God: “Yeah, try focusing right now withOUT those distractions and see what I mean.”

And what do you know- the Almighty God was absolutely correct. And I was glad I was alone while I broke down in tears in actual worship (because we know that if I was with a friend or church person, I would resist vulnerability like a kid rejects broccoli). Then God decided to address a few other issues.

You know when there’s a problem and someone pulls you aside to discuss it away from everyone else? That’s what this felt like. In the solitary confinement of my (quite comfy) hotel room, God talked me through reading, journaling, praying, listening, and addressing the big issues of the past year. It wasn’t instant complete healing- that process with continue to take time- but He demolished a big chunk of the wall I’ve been diligently building around my heart.

me: “So now what, God? We’ve established that I’m quite broken. Doesn’t that make me too defective to properly shepherd the precious young lives at church?”

And so we processed that one together the next day. A couple different speakers referenced the story of the woman at the well, and pointed out that she ministered to her entire town without being completely put together and without understanding all the answers. Furthermore, my experience with the dark struggles of bipolar disorder equips me to handle issues that many youth workers don’t understand or even fear. There’s no  way I could relate to someone who’s stranded at rock bottom if I didn’t reside there myself. But I have to get through to the other side in order for this to happen.

So I was feeling pretty good about things, and caught myself actually thinking (adventurously expectant, even) about the future- something I had previously given up. I felt ready for the evening’s speaker, Jamie Tworkowski from To Write Love On Her Arms. I knew that the subject matter would hit close to home (for the story behind TWLOHA, click here and scroll down). When Jamie said, “I don’t have the answers”, I wanted to say, “But you do!” The common thread between his story, my story, and even the stories of other people is this: when someone is in trouble, it takes a team of support LIVING active love to change or save a flailing life. He and his friends surrounded a girl in need, and took every possible practical step to walk with her to recovery.
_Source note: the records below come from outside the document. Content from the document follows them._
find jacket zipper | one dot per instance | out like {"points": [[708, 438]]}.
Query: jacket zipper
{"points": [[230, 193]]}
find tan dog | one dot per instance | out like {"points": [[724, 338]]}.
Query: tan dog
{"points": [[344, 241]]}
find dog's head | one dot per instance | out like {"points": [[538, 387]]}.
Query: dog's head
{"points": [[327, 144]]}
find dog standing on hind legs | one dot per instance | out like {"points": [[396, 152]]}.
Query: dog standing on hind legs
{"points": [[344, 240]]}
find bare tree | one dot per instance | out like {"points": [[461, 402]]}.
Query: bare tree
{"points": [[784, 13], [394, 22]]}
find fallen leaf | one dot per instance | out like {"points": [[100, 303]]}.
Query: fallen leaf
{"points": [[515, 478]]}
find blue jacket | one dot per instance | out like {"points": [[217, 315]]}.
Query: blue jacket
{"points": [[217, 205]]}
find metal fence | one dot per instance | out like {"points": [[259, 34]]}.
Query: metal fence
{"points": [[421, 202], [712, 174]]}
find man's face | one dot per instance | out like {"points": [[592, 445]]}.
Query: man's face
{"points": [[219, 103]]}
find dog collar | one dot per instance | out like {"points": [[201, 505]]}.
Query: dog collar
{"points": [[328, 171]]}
When I got lost this spring, my family of dear friends held onto hope for me when I couldn’t grasp it. They walked through every practical task, holding my hand to pull me up.

In “Christianese” we call this “being the hands and feet of Christ”. In straight-up English this means love in real-life action. We MUST do this- in ministry and outside the church walls- it’s not an option or going the extra mile. It is a requirement for people to live.
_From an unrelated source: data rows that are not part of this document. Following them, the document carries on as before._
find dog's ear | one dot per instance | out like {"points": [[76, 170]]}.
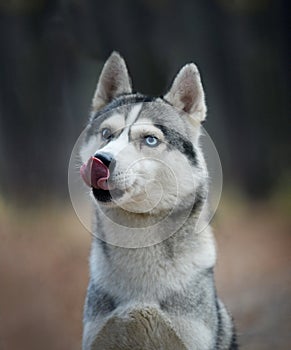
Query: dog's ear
{"points": [[114, 80], [187, 93]]}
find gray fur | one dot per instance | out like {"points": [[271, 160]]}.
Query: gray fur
{"points": [[159, 296]]}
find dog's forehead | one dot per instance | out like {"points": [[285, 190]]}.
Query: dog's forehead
{"points": [[156, 111]]}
Holy cow, this is longer than intended. If I could, I’d give you a cookie for sticking with me and reading this far. But I had to tell you where I went this weekend. I’m the woman who went to a well for one purpose (youth ministry training), and left with unexpected living water. The only logical thing to do next is share with everyone who will listen.

Oh, and on the last day, I finally met a group of fantastic guys from West Virginia. So I even got to hang out with fun new people. It was worth the drive to San Diego, don’t you think?